Rafael Aranda, Carme Pigem, and Ramon Vilalta

Rafael Aranda, Carme Pigem, and Ramon Vilalta Win 2017 Pritzker Architecture Prize

Rafael Aranda, Carme Pigem, and Ramon Vilalta, founders of the firm RCR Arquitectes, have been selected as the 2017 laureates of the Pritzker Architecture Prize. This is the first year individual architects will share the prize, marking a distinct shift toward acknowledging collaborative practices for an award that has traditionally singled out individual architects (and has occasionally generated controversy for doing so—Robert Venturi’s 1991 prize, for example, was not shared with his wife and creative partner, Denise Scott Brown, despite the fact that she had been a partner in his firm since 1969). Aranda, Pigem, and Vilalta are the second laureates to be honored from Spain (Rafael Moneo received the prize in 1996).
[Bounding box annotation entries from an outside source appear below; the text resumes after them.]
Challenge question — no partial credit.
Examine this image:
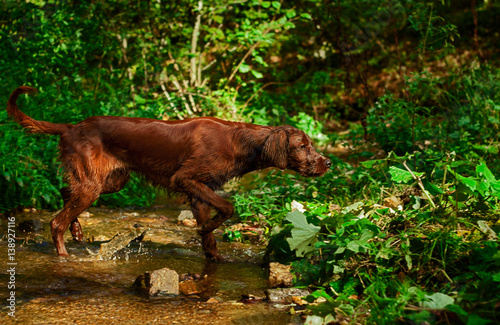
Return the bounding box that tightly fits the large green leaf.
[285,210,320,257]
[389,166,424,183]
[422,292,455,309]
The architects, who are best known for designing buildings that are sensitively integrated into the surrounding landscape and combine understated geometry with rugged materials to produce complex spatial experiences—as exemplified by the dramatically cantilevered Cor-Ten steel volumes of their Musée Soulages in Rodez, France—will together receive a $100,000 grant, a formal citation certificate, and a bronze medal.

“They’ve demonstrated that unity of a material can lend such incredible strength and simplicity to a building,” chair of the jury Glenn Murcutt said. “The collaboration of these three architects produces uncompromising architecture of a poetic level, representing timeless work that reflects great respect for the past, while projecting clarity that is of the present and the future.” On receiving the prize, Pigem said, “It is a great joy and a great responsibility. We are thrilled that this year three professionals, who work closely together in everything we do, are recognized.”

Based in their hometown of Olot in the Catalonian region of Spain, Aranda, Pigem, and Vilalta have worked collaboratively for nearly three decades. After founding RCR Arquitectes in Olot in 1988, they have worked on a variety of projects ranging from art museums to kindergartens, including La Cuisine Art Center (Nègrepelisse, France, 2014), Soulages Museum in collaboration with G Trégouët (Rodez, France, 2014), La Lira Theater Public Open Space in collaboration with J Puigcorbé (Ripoll, Girona, Spain, 2011), El Petit Comte Kindergarten in collaboration with J Puigcorbé (Besalú, Girona, Spain, 2010), and Bell-Lloc Winery (Palamós, Girona, Spain, 2007). In 2013, the trio established the RCR BUNKA Foundation to support initiatives—ranging from exhibitions to publications—that expand the reach of architecture and landscape design into culture at large. They have also served as consultant architects to the Natural Park of the Volcanic Zone of La Garrotxa in Spain since 1989.

The jury comprised Glenn Murcutt, chair, architect, and 2002 Pritzker Laureate; Stephen Breyer, US Supreme Court Justice; Yung Ho Chang, architect and educator; Kristin Feireiss, architecture curator and writer; Lord Palumbo, architecture patron, chairman emeritus of trustees at Serpentine Galleries, and former chairman of the Arts Council of Great Britain; Richard Rogers, architect and 2007 Pritzker Laureate; Benedetta Tagliabue, architect and educator; Ratan N. Tata, chairman emeritus of Tata Sons, the holding company of the Tata Group; and Martha Thorne, executive director of the Pritzker Prize and dean of the IE School of Architecture & Design in Madrid, Spain.

Founded in 1979 by the late Jay A. Pritzker and his wife, Cindy, the annual Pritzker Architecture Prize honors a living architect or architects whose work demonstrates a combination of talent, vision, and commitment, which has produced consistent and significant contributions to humanity and the built environment through the art of architecture. The 2016 winner of the prize was Chilean architect Alejandro Aravena. Aranda, Pigem, and Vilalta will be honored at the Pritzker Prize ceremony, which takes place at the State Guest House of Akasaka Palace in Tokyo on May 20.